Bermuda is going to be more forgiving and repairs/wears better. Overall a hardier, tougher grass. The standard/bar. Zoysia is going to require less inputs all around except for maybe water and preventative fungicide regimens. Less mowing, fewer N inputs, etc. So, less time and cost prohibitive overall. IMO, the feel and look of a solid/properly maintained Zoysia stand is unbeatable. Depending on what two cultivars you're comparing, the argument can be made that Zoysia is more shade resistant (resistant being key word here) and has sooner green-up times in the spring and keeps fall color longer.

I'm on my 3rd year of maintaining a bermuda lawn. It's been the perfect starter lawn - great for learning the tricks of the trade. If I had to pick my first lawn all over again, I would go with Bermuda.

Next time I have the opportunity for a "blank slate" I will 100% be going for Zorro or Zeon Zoysia.


----------



## jayhawk (Apr 18, 2017)

ATLawn said:


> Bermuda is going to be more forgiving and repairs/wears better. Overall a hardier, tougher grass. The standard/bar. Zoysia is going to require less inputs all around except for maybe water and preventative fungicide regimens. Less mowing, fewer N inputs, etc. So, less time and cost prohibitive overall. IMO, the feel and look of a solid/properly maintained Zoysia stand is unbeatable. Depending on what two cultivars you're comparing, the argument can be made that Zoysia is more shade resistant (resistant being key word here) and has sooner green-up times in the spring and keeps fall color longer.
> 
> I'm on my 3rd year of maintaining a bermuda lawn. It's been the perfect starter lawn - great for learning the tricks of the trade. If I had to pick my first lawn all over again, I would go with Bermuda.
> 
> Next time I have the opportunity for a "blank slate" I will 100% be going for Zorro or Zeon Zoysia.


Yep! (In summary, better for _the environment_)
I'd encourage everyone to see it in real life.

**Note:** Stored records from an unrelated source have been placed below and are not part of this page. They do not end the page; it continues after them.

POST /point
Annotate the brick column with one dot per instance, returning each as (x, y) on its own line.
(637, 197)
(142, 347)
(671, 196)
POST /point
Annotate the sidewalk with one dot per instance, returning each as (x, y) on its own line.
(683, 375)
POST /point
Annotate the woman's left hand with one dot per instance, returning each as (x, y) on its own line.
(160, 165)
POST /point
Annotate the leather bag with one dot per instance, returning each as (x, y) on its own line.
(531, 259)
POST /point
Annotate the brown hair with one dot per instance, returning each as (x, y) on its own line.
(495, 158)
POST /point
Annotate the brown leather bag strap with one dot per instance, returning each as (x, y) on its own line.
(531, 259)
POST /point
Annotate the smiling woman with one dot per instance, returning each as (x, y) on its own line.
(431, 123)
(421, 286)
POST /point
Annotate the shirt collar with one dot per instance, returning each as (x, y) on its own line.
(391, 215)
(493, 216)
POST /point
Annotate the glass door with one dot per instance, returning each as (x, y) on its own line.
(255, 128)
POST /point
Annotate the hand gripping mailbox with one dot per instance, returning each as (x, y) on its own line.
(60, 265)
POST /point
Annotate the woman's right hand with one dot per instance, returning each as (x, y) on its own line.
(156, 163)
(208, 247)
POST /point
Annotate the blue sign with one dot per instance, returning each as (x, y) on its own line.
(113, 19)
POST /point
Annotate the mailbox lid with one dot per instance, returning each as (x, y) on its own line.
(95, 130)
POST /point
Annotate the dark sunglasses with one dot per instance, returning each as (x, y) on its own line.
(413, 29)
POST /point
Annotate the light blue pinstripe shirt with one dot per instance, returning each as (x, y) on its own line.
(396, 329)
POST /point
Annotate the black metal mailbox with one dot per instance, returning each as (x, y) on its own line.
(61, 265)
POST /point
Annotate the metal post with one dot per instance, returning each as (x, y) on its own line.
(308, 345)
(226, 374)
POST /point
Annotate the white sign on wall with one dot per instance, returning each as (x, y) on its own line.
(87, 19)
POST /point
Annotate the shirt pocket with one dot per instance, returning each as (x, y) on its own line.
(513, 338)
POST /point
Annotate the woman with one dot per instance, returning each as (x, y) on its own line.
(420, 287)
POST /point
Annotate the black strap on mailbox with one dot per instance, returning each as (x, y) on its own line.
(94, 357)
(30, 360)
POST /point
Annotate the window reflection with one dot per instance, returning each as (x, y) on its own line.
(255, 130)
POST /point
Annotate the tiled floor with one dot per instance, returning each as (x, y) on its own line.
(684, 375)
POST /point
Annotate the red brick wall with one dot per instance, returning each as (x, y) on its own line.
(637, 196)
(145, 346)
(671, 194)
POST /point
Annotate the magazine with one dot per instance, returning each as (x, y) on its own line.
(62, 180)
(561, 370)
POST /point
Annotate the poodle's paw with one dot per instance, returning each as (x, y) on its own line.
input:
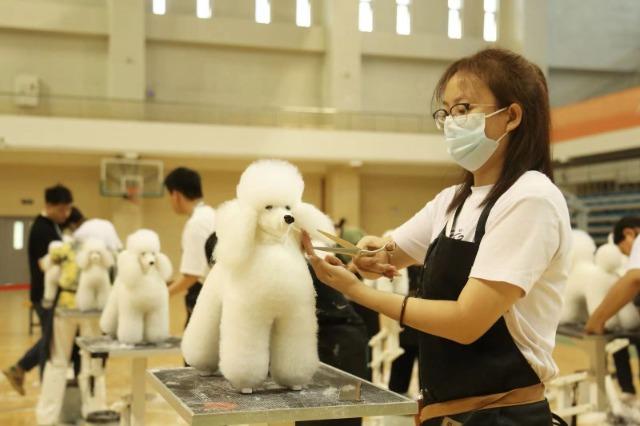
(209, 373)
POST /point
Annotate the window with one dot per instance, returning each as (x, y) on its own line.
(159, 7)
(18, 235)
(490, 20)
(203, 9)
(403, 17)
(303, 13)
(263, 11)
(455, 19)
(365, 16)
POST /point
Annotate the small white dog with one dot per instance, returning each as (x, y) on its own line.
(138, 306)
(256, 312)
(94, 261)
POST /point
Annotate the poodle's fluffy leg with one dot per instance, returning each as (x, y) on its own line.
(244, 346)
(201, 339)
(84, 294)
(51, 277)
(102, 292)
(109, 318)
(294, 343)
(130, 324)
(156, 323)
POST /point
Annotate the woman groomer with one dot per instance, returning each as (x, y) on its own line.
(494, 251)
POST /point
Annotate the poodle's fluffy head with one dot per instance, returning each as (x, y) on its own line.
(145, 244)
(55, 245)
(94, 252)
(583, 248)
(273, 188)
(609, 258)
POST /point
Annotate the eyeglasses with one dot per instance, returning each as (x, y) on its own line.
(458, 112)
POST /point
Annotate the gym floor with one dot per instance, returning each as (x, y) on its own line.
(16, 410)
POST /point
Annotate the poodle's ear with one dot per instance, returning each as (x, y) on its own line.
(45, 262)
(129, 269)
(236, 231)
(82, 259)
(164, 266)
(107, 258)
(310, 218)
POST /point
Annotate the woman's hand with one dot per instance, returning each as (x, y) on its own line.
(594, 326)
(379, 264)
(331, 271)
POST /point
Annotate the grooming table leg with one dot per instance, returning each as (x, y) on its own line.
(139, 365)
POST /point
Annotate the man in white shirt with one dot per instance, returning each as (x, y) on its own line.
(185, 194)
(625, 236)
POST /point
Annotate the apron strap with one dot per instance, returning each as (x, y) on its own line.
(519, 396)
(482, 222)
(455, 219)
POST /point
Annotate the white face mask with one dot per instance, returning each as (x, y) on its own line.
(467, 144)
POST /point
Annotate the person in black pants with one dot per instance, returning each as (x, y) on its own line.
(185, 193)
(342, 340)
(45, 229)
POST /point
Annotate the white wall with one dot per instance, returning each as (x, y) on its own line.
(399, 85)
(593, 48)
(229, 59)
(223, 76)
(66, 64)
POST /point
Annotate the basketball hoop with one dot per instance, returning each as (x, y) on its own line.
(133, 194)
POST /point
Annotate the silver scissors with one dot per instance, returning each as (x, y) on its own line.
(347, 248)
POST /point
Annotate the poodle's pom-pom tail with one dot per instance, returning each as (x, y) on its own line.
(609, 258)
(164, 266)
(582, 249)
(143, 240)
(311, 219)
(236, 231)
(129, 270)
(274, 182)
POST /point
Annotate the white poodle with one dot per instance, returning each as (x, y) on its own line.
(138, 306)
(94, 261)
(256, 311)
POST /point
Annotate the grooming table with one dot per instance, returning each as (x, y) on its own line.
(103, 345)
(594, 346)
(65, 313)
(210, 400)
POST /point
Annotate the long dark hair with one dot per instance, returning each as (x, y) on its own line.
(512, 79)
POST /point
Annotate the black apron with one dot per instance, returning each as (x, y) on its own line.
(490, 365)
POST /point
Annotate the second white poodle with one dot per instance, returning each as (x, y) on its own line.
(138, 306)
(94, 261)
(256, 311)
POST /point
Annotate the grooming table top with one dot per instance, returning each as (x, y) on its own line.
(106, 344)
(576, 330)
(210, 400)
(77, 313)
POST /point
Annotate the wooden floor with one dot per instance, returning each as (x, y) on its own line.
(14, 340)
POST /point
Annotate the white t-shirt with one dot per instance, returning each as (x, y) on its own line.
(634, 256)
(198, 228)
(526, 243)
(101, 229)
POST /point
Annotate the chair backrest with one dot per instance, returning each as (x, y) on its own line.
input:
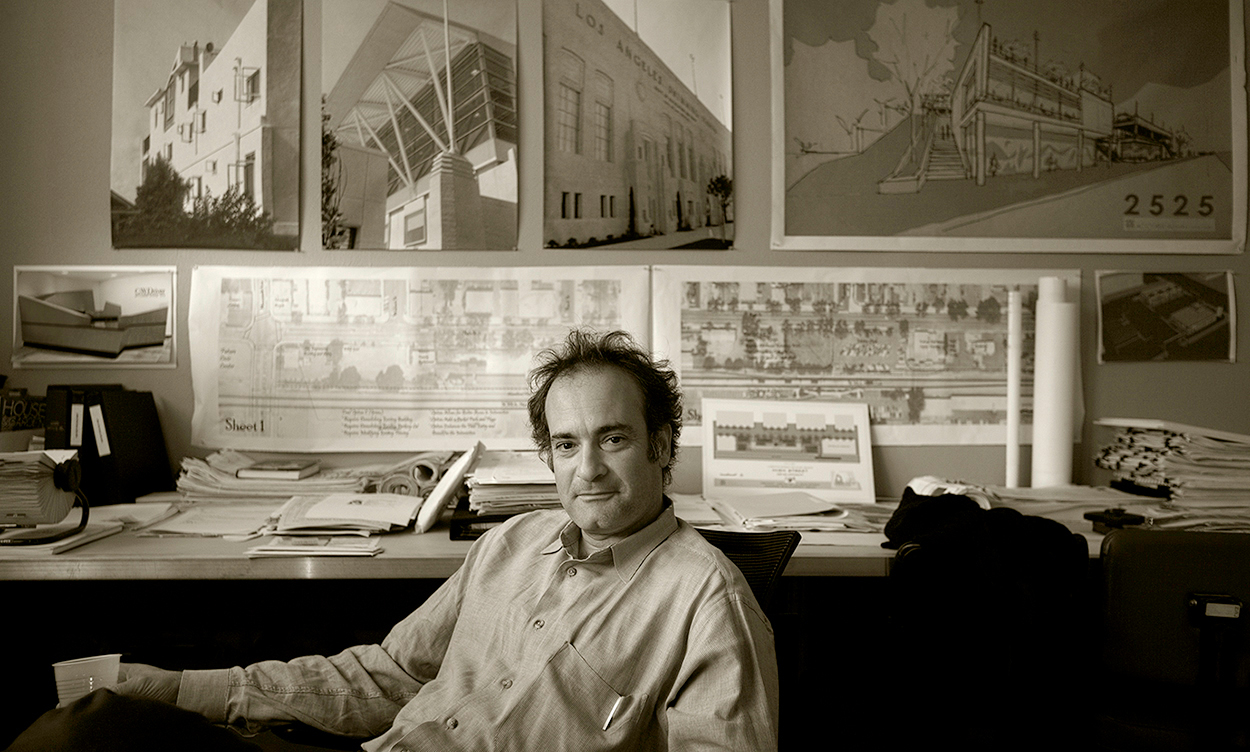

That's about all it'd take


----------



## Reddog90 (Aug 30, 2018)

OD on Grass said:


> Here's the deal. I have about 5,000 sq ft that I want to kill off and look amazing. I'm thinking Bermuda. Should I seed? Sod? WHAT TYPE(S)??? Let's hear what you think assuming cost is no factor... but also what do you think assuming cost IS a factor.
> 
> My brother is also in the process of building a house and he is torn between Bermuda and zoysia. What would YOU do? If zoysia, plug? Sod? WHAT TYPE???
> 
> ...


What did you decide?

fwiw, I am a total noob at this but I love my celebration. I chose it because it was shade tolerant (relatively speaking), traffic tolerant (I have two big dogs), I liked the color, and I found it marginally more expensive per pallet than the cheapest st. augustine. Everyone that comes over comments on it, and I don't even use a reel mower yet.


----------



## OD on Grass (Nov 1, 2018)

Reddog90 said:


> What did you decide?


I think I change my mind every day but I am definitely going to get some Yukon seed for some areas that are probably not justifiable to do sod in (to big/too far away from my house). But I am really thinking about the Tahoma 31 for the main part and maybe get some tif 419 sos for other less important places. I'll have a variety to be able to show people samples of haha. I'm still trying to convince my brother to do some zoysia. We'll see.


----------



## FATC1TY (Jul 12, 2017)

I'm going have a blank slate and I'm going with TifGrand. Ripping out 419 and some trees!


----------



## reidgarner (Jun 18, 2018)

FATC1TY said:


> I'm going have a blank slate and I'm going with TifGrand. Ripping out 419 and some trees!


Solid choice. If I had a blank slate in my front I'd go with Grand. The color is unreal.


----------



## FATC1TY (Jul 12, 2017)

reidgarner said:


> FATC1TY said:
> 
> 
> > I'm going have a blank slate and I'm going with TifGrand. Ripping out 419 and some trees!
> ...


Ironically I've wanted grand for a while. Always loved that absolutely deep deep green. Short dwarf blades, but my 419 didn't look awful. As the trees grew and the erosion worsened I noticed it was early July before I had a lawn I enjoyed enough. Then the army worms and all that junk would wreck me.

Found a landscaper to come in for two days and remove trees. Grade, drainage, sod, etc. should make mowing easy. Should make the grass grow better, and I'll have superior turf. Buying a new toro reel and all should be well I hope!

Had two guys quote me. One loves emerald zoysia. I just don't. The other does tons of large scale high end renovations, mostly for celebrity types and loves the crap out of TifTuf. Tuf can't be more shade tolerant than Grand. If it's equal I still think Grand is closer to the golf course appearance I'm going for. I live on a course and I will have a three way domination line between my neighbors and the course.


----------



## reidgarner (Jun 18, 2018)

@FATC1TY Tuf has been getting all of the love lately in the industry. But the only thing where it beats out Grand is in drought resistance, and if you're willing to water, that takes that out of the equation. In shade tolerance they are about equal, and the color isn't even close. Tuf is a lighter green than 419. Grand is so dark it looks like PRG in some lighting.

Be sure to keep us posted with pics.


----------